The girl is playing a Nintendo DS. Cookin’ Mama, which was one of Kiersten’s favorite games. The sound of the game is tearing my heart out. I keep hearing the music and the ridiculous Japanese approximation of English as she finishes each step in the recipe. I close my eyes and I can almost feel Kiersten playing, snuggled in the next chair, her head resting on my shoulder.
She sat like that the day she died, as we waited for Steve’s car to be finished at the Ford dealership. She was curled up in the chair next to mine, her body resting easily against me. I kissed the top of her head several times, inhaling the smell of her.
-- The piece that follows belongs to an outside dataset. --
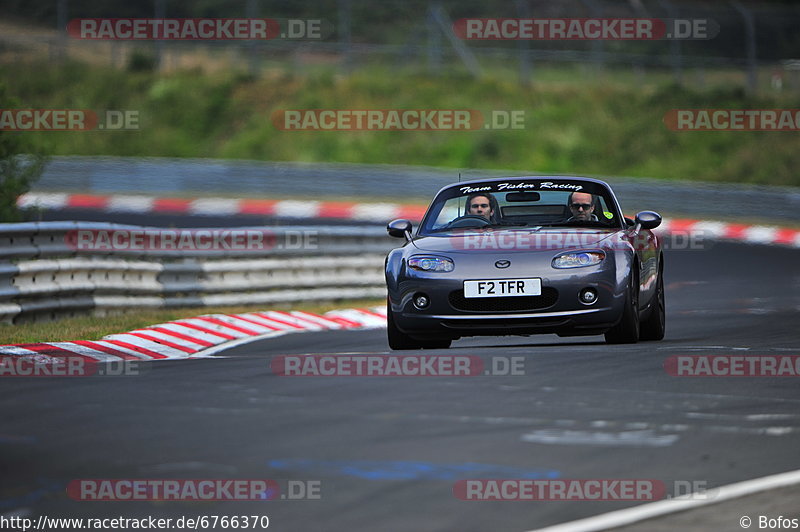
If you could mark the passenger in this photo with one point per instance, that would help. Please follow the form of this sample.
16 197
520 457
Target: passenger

I can recall the smell of her hair now. I couldn’t do that in the first several months. I can also recall the exact feeling of the warmth of her body on my right shoulder as she leaned against me. That memory isn’t as painful as it used to be. It doesn’t make me want to scream and cry. But it still hurts like hell, and my shoulder suddenly feels cold for the lack of her warmth.
Looking across at the little girl with the DS, I find I want to say something to her. I want to tell her how much Kiersten loved her DS and how much she loved that game. I want to tell her mother not to take for granted the casual ease of her daughter’s body against her own. I want to tell her to give her daughter extra hugs and kisses every night. To never let her forget for a single day to let her baby know how much she’s loved.
I can’t do that, of course. People become nervous when you approach them in airports and discuss their children. It’s an instinctive mother reaction to shy away, to put your children behind you. And starting the conversation means I have to finish it, which means I have to tell them a story about how all that casual ease can be taken away in a heartbeat. It isn’t fair to the recipient. But there’s a part of me that wants to tell the story anyway. There’s a part of me that still, even now, wants to walk up to every parent I see and look them in their eyes and tell them that my baby, my heart and soul, is dead. There's a part of me wants each of them to hurt for my loss.
It’s selfish. I know that.
I know that, which is why I remain quiet and pull my jacket over my shoulder and listen and remember.